Transformers: The Current Standard

The Transformer architecture revolutionized NLP by enabling parallel processing and effective modeling of long-range dependencies:

Key Innovation: Self-attention mechanism that weighs the importance of different words in relation to each other
Processing: Processes entire sequences simultaneously rather than sequentially
Components: Multi-head attention, feed-forward networks, residual connections, and normalization layers
Parallelization: Enables efficient training on massive datasets by processing tokens in parallel

Encoder-Only vs.
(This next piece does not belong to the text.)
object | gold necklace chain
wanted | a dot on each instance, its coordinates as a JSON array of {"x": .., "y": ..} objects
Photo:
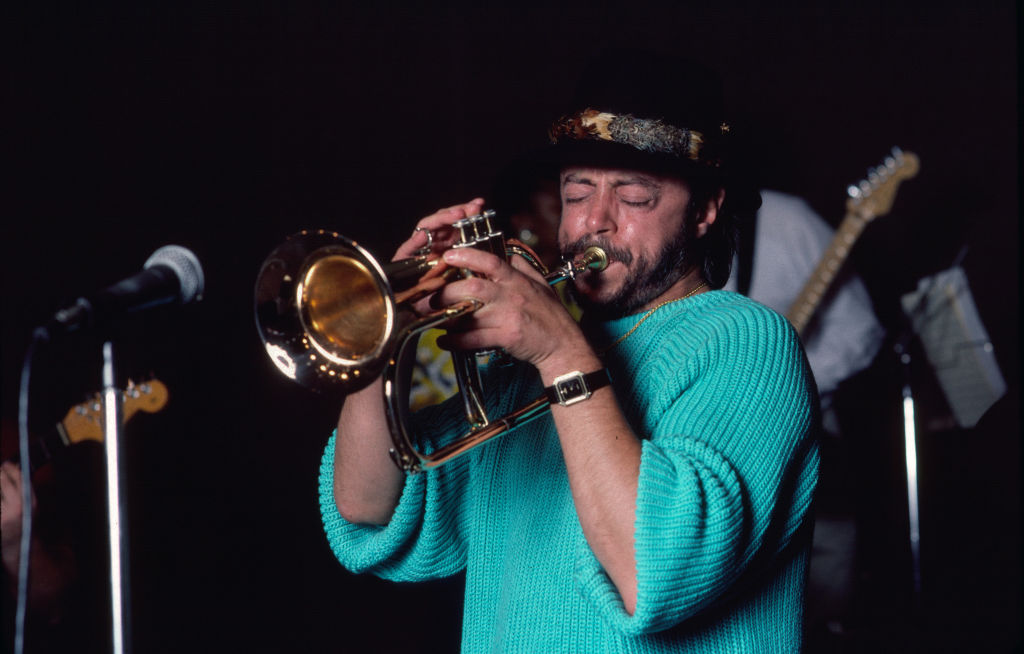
[{"x": 649, "y": 312}]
Decoder-Only Architectures

LLMs commonly use variations of the transformer architecture:

Architecture Type	Example Models	Primary Use Cases	Characteristics
Encoder-Only	BERT, RoBERTa	Text classification, sentiment analysis, NER	Bidirectional attention, understanding context
Decoder-Only	GPT, Llama, Mistral	Text generation, creative writing, code completion	Autoregressive generation, unidirectional attention
Encoder-Decoder	T5, BART	Translation, summarization, paraphrasing	Combines understanding and generation capabilities

Generative Adversarial Networks (GANs)

While less common for pure language models, GANs have influenced certain aspects of generative AI:

Architecture: Two neural networks (generator and discriminator) compete in a game-theoretic scenario
Training Process: Generator creates outputs while discriminator evaluates authenticity
Applications: Primarily used in image generation but has applications in text style transfer and data augmentation

Variational Autoencoders (VAEs)

VAEs provide another approach to generative modeling:

Design: Encoder-decoder framework that compresses input data into a latent space
Probabilistic Approach: Models data using probability distributions in latent space
Applications: Text generation with controlled attributes, semantic manipulation of text

Diffusion Models

Emerging as powerful generative models primarily for images but with growing text applications:

Process: Gradually introduces noise to data, then learns to reverse this process
Training: Models learn to denoise or reconstruct distorted examples
Text Applications: Being explored for controlled text generation and editing

Architecture Comparison

Architecture	Processing Approach	Training Method	Strengths	Limitations
RNNs	Sequential	Backpropagation through time	Memory efficient	Limited context window
Transformers	Parallel	Self-attention	Captures long-range dependencies	Computationally intensive
GANs	Competitive	Adversarial	High-quality outputs	Training instability
VAEs	Probabilistic	Variational inference	Controls generation attributes	Less precise than transformers
Diffusion	Iterative denoising	Denoising score matching	High-quality generation	Computationally expensive

LLM Training Approaches

Modern LLMs typically follow a multi-stage training process:

Pretraining: Learning language patterns from massive text corpora
Supervised Fine-tuning: Teaching models to follow instructions with labeled examples
Reinforcement Learning from Human Feedback (RLHF): Refining model outputs based on human preferences

This progression has led to increasingly capable models that can understand context, generate coherent text, and follow nuanced instructions.